The handover ceremony was attended by Ministers and high-level officials from the Ministry of the Environment of the Office of the Prime Minister, Ministry of Humanitarian Affairs and Disaster Management, the Ministry of Energy and Water Resources, and the Ministry of Livestock, Forestry and Rangeland. UNDP Somalia Country Director, Mr George Conway, and the manager of the EU Energy and Infrastructure Programme, Mr. Mohamed Haji, were also in attendance.
Speaking at the ceremony, the Deputy Minister of Livestock, Forestry and Rangeland, Mr. Abdikarim Kahlif Dhalac, thanked UNDP and the EU for their support on behalf of the Federal Government and sector Ministries. “Today marks a milestone moment in mitigating deforestation and land degradation and in implementing alternative solutions to charcoal.”

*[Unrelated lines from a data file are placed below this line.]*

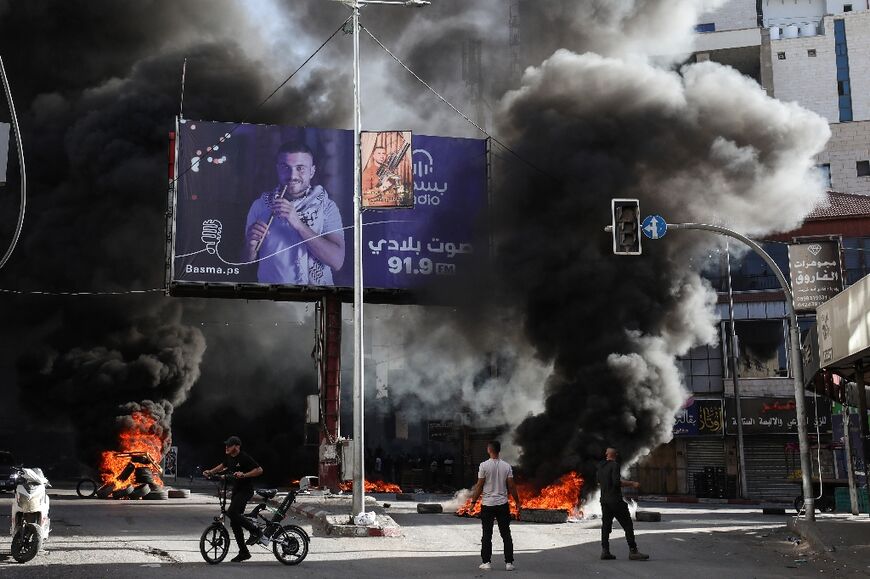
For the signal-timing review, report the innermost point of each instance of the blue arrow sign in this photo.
(654, 226)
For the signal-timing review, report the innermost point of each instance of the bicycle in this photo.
(289, 542)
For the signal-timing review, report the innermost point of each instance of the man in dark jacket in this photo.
(243, 468)
(613, 505)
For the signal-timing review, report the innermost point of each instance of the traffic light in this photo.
(626, 227)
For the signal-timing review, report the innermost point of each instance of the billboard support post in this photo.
(358, 336)
(732, 360)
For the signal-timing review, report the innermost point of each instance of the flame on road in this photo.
(140, 440)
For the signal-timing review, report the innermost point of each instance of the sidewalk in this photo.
(843, 538)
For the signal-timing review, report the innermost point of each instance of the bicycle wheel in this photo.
(26, 542)
(214, 543)
(290, 544)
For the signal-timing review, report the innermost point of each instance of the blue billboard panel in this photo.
(273, 206)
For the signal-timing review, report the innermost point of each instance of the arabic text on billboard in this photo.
(815, 273)
(273, 205)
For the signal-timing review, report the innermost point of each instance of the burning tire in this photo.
(290, 544)
(429, 508)
(143, 475)
(104, 491)
(122, 493)
(214, 544)
(140, 491)
(86, 488)
(128, 470)
(550, 516)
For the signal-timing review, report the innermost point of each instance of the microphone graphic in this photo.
(211, 234)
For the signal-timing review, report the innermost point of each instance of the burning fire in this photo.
(139, 440)
(563, 494)
(373, 486)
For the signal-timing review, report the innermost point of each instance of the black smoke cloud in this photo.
(696, 145)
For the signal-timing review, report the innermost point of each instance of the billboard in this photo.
(269, 207)
(387, 176)
(816, 274)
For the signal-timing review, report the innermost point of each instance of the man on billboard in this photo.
(294, 232)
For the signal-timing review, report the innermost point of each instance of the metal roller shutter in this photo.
(767, 467)
(701, 453)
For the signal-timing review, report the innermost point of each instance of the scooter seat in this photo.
(267, 493)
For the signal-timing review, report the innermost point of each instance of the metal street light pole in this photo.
(796, 360)
(795, 349)
(732, 360)
(358, 336)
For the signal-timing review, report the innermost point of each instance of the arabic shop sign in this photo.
(816, 274)
(700, 417)
(442, 430)
(774, 416)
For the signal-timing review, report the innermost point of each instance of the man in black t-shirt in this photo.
(612, 505)
(243, 468)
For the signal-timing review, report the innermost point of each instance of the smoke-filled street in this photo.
(98, 539)
(536, 260)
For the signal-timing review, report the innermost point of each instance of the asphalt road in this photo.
(92, 538)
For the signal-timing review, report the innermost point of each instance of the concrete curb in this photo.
(810, 534)
(695, 500)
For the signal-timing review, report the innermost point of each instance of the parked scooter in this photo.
(30, 521)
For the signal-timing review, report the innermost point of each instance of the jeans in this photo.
(237, 520)
(489, 515)
(619, 510)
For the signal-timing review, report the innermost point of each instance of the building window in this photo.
(748, 273)
(843, 88)
(761, 348)
(702, 369)
(825, 170)
(841, 51)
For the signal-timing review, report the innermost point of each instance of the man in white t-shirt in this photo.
(495, 479)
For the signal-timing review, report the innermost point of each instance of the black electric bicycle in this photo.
(289, 542)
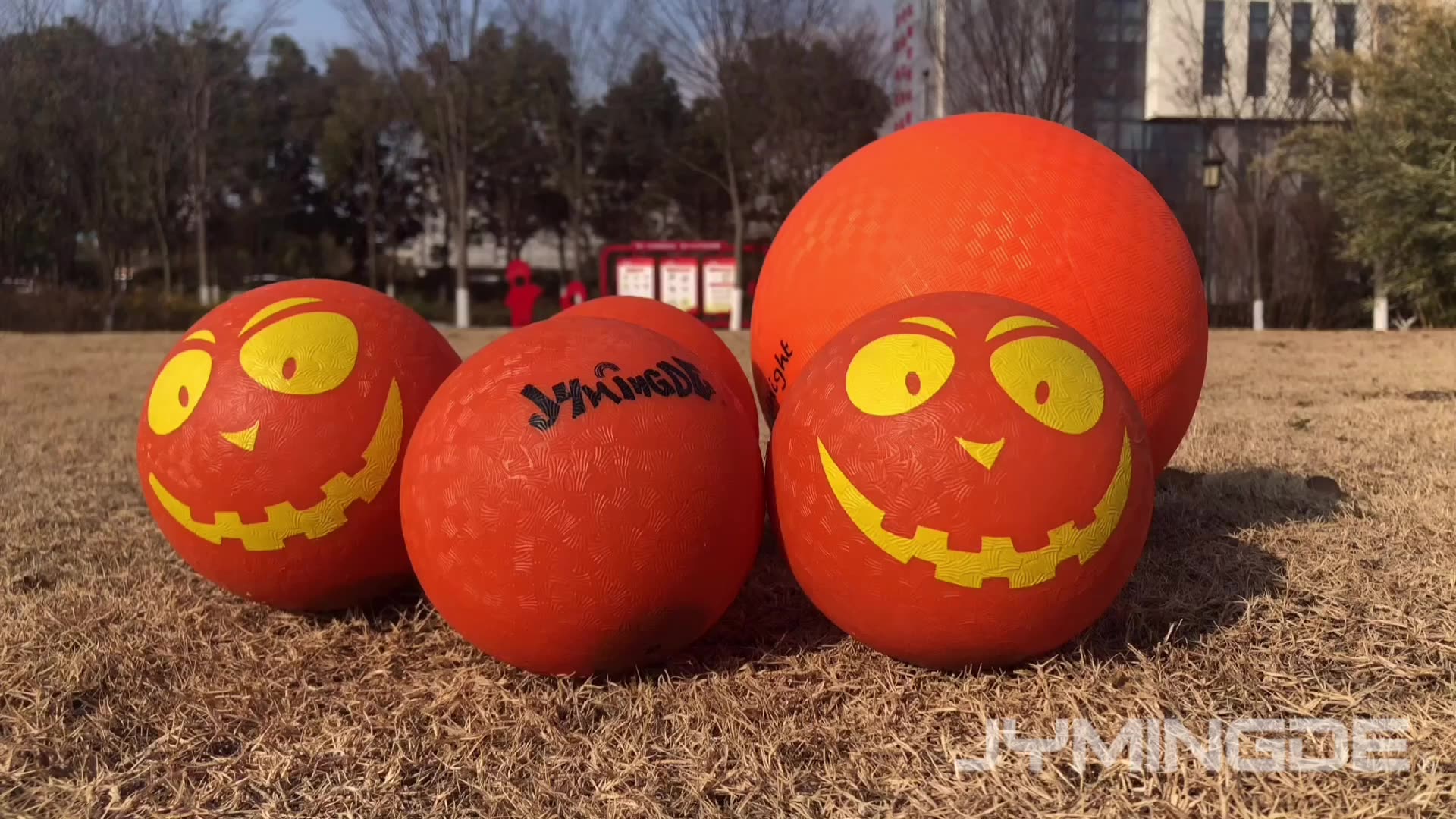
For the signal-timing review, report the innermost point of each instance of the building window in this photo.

“It’s our responsibility in the Federal Government to take forward this work, to protect our environment and ensure equitable use of our natural resources,” he added.
The manager of the EU Programme for Energy and Infrastructure, Mr. Haji Mohamed, said the EU remains committed to addressing issues linked to unsustainable charcoal use, and improving natural resource management across Somalia. “Natural resource management is a critical component of all EU programmes and initiatives. We are proud to support and appreciate the expansion of energy options in Somalia, which will significantly contribute to controlling the alarming rate of deforestation,” he said.
UNDP Somalia Country Director, Mr. George Conway, reiterated that Somalia’s dependence on charcoal is a major security and development challenge. “Unsustainable use of charcoal results in irreversible environmental degradation and has consequences in the form of poor living conditions and negative impacts on Somalia’s economy,” he said.
“UNDP remains committed to and looks forward to strengthening our partnerships with the Somali Government, and national and international organizations, to address development challenges in Somalia,” Mr. Conway added.
UNDP is supporting the Government to provide alternative energy options to charcoal use under the United Nations Joint Programme on Sustainable Charcoal Reduction and Alternative Livelihoods (PROSCAL), which is funded by Sweden, the European Union and Italy.